Disclamer: I do not own The Vampire Diaries, nor do I make any profit from this story.

Summary: Post 4x09. An insight on Klaus' thoughts as he walks away from Carol's dead body.

Warning: Angst.


True Colors


"Nature always wears the color of the spirit"

- Ralph Waldo Emerson -

Klaus walked away from the fountain and Carol's body, the fingers of his left hand gripping the bottle of alcohol he insisted on finishing. His lower limbs felt so heavy that he was almost dragging his feet, causing them to scrape loudly against the gravel.

The sound of the cool breeze soothed his ears, rendered oversensitive by the deluge of cries for mercy, agonizing screams and sounds of torn flesh. It had been an agitated evening, to say the least. Lowering his eyes to his right sleeve for a second, Klaus winced. The feeling of the dampened fabric against his skin was unpleasant, but something else caught his attention.

The sleeve of his jacket was grey.

He blinked, faintly wondering if the day had taken such a toll on him that his eyes were getting tired.
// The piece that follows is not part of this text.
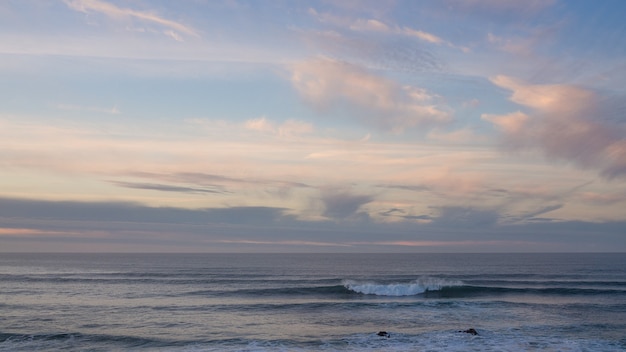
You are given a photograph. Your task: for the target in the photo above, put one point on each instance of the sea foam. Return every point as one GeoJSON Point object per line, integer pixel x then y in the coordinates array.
{"type": "Point", "coordinates": [412, 288]}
He was absolutely certain that he'd picked a black suit, because he had a good chance of running into Caroline, and she'd called him "perfect" in his black suit. Yes, he was definitely wearing black. His sleeve should have gone even darker, because of the water. How come it looked grey, then?

In the darkness of that night, he lowered his gaze to the ground and to the artificial snow that had been blown in his face all day long. It was intolerably, unnaturally bright. Blinding, even. He looked back at Carol's body that was floating in the fountain. Her dress seemed plum, rather than the rich Byzantium it had been moments prior.

Klaus froze.

Here we go again, he thought bitterly. White.

Because he could manipulate colors and mix them until they looked the exact shade he had in mind, he'd started associating them with emotions and moods. Whatever state he was in, there was a color for it. A color that he could throw on canvas and alter until it became more satisfying – a better state. He was that much of a control freak.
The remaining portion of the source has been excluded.